Personal information
- Full name: Nuno Miguel Sousa Pinto
- Date of birth: 6 August 1986 (age 39)
- Place of birth: Vila Nova de Gaia, Portugal
- Height: 1.76 m (5 ft 9 in)
- Position(s): Left-back

Team information
- Current team: Pinhalnovense (manager)

Youth career
- 1994–1997: Vilanovense
- 1997–1999: Boavista
- 1999–2000: Pasteleira
- 2000–2001: Boavista
- 2001–2002: Pasteleira
- 2002–2003: Boavista
- 2004: Candal
- 2004–2005: Boavista

Senior career*
- Years: Team / Apps / (Gls)
- 2005–2008: Boavista / 7 / (0)
- 2005–2006: → Vilanovense (loan)
- 2007–2008: → Trofense (loan) / 22 / (2)
- 2008–2011: Nacional / 54 / (1)
- 2011–2013: Levski Sofia / 50 / (0)
- 2014: Tavriya Simferopol / 8 / (0)
- 2015: Astra Giurgiu / 7 / (0)
- 2015–2022: Vitória Setúbal / 156 / (2)
- Total:  / 304 / (5)

Managerial career
- 2022: Olímpico Montijo
- 2023: Olímpico Montijo
- 2023: Serpa
- 2024–: Pinhalnovense

= Nuno Pinto =

Portuguese footballer

Nuno Miguel Sousa Pinto (born 6 August 1986) is a Portuguese former professional footballer who played as a left-back, currently manager of Pinhalnovense.

==Playing career==
===Early career===
Born in Vila Nova de Gaia, Porto District, Pinto emerged through local Boavista FC's youth system. Whilst under contract, he spent two seasons on loan in the lower leagues, including 2007–08 with C.D. Trofense in the Segunda Liga, starting in all the games he appeared in and scoring twice as the club was promoted to the Primeira Liga for the first time ever.

Pinto signed for C.D. Nacional in the summer of 2008, appearing in only seven league matches in his first year (12 overall) with the Madeira side. He was more regularly played the following campaigns, and scored his first top-division goal on 6 December 2010 to conclude a 2–1 home comeback win over Associação Naval 1º de Maio.

===Abroad===
On 28 December 2011, Pinto completed a move to PFC Levski Sofia in the First Professional Football League (Bulgaria) for an undisclosed free. In 2012–13, the team were runners-up in the league to PFC Ludogorets Razgrad, and lost the cup final on penalties to PFC Beroe Stara Zagora after a 3–3 draw.

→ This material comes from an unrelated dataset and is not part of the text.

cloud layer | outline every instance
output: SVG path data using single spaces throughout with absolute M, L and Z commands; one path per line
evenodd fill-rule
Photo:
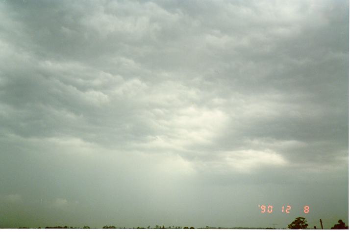
M 73 206 L 76 221 L 95 226 L 111 222 L 86 213 L 94 202 L 123 226 L 245 226 L 220 217 L 241 218 L 225 209 L 225 188 L 307 185 L 311 195 L 314 184 L 331 182 L 347 202 L 332 210 L 347 218 L 348 8 L 325 0 L 4 1 L 0 199 Z M 315 205 L 335 194 L 326 189 Z M 202 208 L 200 190 L 224 199 L 217 217 Z M 190 192 L 199 210 L 187 221 L 176 217 Z M 275 194 L 268 198 L 282 201 Z M 142 217 L 150 205 L 153 218 Z M 49 214 L 32 225 L 58 223 Z M 34 220 L 22 216 L 2 223 Z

From January 2014 to June 2015 Pinto also competed abroad, with SC Tavriya Simferopol (Ukrainian Premier League) and FC Astra Giurgiu (Romanian Liga I), moving to the latter club due to the war in Crimea.

===Vitória Setúbal===
Pinto returned to Portugal on 3 July 2015, signing a two-year contract with Vitória de Setúbal, subsequently extended until 2020. He scored his only competitive goal for the club on 25 August 2017, netting from a free kick in a 1–1 away draw against C.F. Os Belenenses.

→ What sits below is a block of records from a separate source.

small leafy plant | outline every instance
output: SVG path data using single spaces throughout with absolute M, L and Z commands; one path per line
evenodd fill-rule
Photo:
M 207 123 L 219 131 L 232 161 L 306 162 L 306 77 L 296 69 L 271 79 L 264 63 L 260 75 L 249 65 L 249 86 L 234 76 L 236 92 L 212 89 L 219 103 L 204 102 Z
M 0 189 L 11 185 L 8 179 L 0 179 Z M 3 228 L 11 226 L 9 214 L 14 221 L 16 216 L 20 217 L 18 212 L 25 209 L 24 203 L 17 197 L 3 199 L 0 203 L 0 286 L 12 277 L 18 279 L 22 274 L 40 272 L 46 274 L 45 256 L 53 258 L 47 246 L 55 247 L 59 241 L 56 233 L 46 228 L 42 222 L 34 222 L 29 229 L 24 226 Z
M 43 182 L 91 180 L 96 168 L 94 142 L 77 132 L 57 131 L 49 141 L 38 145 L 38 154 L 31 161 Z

Pinto was handed a three-match ban in August 2018, for allegedly threatening the officials with bodily harm at the end of a league fixture against Nacional. On 16 December of the same year, the 32-year-old announced he was going to interrupt his career to undergo treatment for a lymphoma in his inguinal region. He returned for the final game of the season on 19 May 2019 at home to Rio Ave FC; with the team's top-flight survival already guaranteed, Sandro Mendes let him play for the first minutes.

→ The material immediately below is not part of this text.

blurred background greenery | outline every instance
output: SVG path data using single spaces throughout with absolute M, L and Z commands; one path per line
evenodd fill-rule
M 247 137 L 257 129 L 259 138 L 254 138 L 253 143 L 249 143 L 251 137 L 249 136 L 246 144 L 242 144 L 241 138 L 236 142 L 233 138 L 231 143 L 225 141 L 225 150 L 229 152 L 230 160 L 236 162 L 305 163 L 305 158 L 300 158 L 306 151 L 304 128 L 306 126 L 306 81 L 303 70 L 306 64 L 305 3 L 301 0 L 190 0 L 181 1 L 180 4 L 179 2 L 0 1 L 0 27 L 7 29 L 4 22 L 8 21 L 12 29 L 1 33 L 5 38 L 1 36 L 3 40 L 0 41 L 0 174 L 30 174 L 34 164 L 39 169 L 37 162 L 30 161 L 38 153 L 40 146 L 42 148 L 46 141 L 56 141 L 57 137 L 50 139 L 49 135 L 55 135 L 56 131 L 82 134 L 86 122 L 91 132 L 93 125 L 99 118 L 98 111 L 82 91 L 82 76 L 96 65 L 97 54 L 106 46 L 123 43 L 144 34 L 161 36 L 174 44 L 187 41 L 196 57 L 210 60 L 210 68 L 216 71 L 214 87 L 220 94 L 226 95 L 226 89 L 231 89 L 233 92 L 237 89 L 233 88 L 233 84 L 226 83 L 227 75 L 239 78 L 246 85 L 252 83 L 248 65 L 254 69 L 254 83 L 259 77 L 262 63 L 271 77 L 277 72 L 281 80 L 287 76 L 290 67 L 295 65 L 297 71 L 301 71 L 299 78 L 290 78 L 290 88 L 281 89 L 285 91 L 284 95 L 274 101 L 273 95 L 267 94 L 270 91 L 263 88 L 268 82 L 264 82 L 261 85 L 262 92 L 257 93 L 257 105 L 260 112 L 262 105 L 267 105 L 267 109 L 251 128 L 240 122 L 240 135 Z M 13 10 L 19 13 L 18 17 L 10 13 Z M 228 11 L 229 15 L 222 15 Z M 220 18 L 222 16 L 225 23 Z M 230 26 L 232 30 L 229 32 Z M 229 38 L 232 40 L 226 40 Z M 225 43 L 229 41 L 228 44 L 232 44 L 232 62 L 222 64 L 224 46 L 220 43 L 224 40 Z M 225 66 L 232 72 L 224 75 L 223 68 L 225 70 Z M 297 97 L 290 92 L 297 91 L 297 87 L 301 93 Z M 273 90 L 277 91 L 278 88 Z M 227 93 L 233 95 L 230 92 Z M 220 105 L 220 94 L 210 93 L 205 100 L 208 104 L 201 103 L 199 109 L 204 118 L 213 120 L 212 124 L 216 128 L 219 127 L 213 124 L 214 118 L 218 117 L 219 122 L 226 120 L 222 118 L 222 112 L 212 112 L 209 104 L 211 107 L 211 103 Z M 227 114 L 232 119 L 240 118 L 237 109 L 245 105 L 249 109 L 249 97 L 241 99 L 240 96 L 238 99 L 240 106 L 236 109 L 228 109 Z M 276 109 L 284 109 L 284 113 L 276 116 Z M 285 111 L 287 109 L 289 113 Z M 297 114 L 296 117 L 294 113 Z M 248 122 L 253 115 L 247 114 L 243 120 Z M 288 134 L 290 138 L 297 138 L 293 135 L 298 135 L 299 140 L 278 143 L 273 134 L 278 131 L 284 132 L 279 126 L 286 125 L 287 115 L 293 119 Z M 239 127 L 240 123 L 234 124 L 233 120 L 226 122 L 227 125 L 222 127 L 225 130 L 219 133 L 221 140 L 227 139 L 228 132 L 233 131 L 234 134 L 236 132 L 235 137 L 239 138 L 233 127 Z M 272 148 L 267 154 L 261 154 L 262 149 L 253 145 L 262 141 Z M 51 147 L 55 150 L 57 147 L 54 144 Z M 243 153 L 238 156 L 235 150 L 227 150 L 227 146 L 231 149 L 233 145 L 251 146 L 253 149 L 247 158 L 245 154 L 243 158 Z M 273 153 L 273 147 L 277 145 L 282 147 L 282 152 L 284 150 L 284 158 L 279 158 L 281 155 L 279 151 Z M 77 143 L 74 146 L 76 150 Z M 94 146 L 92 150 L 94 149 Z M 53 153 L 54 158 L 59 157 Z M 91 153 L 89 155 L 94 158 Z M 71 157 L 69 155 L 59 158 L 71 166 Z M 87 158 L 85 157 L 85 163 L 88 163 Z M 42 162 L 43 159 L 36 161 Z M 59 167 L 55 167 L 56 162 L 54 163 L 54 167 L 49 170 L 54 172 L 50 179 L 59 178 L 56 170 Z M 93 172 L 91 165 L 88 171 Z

In October 2020, with Vitória having just been relegated to the third division due to irregularities, Pinto agreed to a new deal at the Estádio do Bonfim.

==Coaching career==
Pinto started working as a manager in July 2022, being appointed at amateurs Clube Olímpico do Montijo. Four months later, in spite of collecting 11 wins in 15 games and standing second in the table, he was dismissed; he was recalled by the board of directors in March 2023.

On 24 May 2023, Pinto signed with fourth-tier club FC Serpa. On 11 September, having suffered three losses in the league and achieved a win in the Taça de Portugal, he left by mutual agreement.

Pinto returned to the Setúbal Football Association in November 2024, with C.D. Pinhalnovense.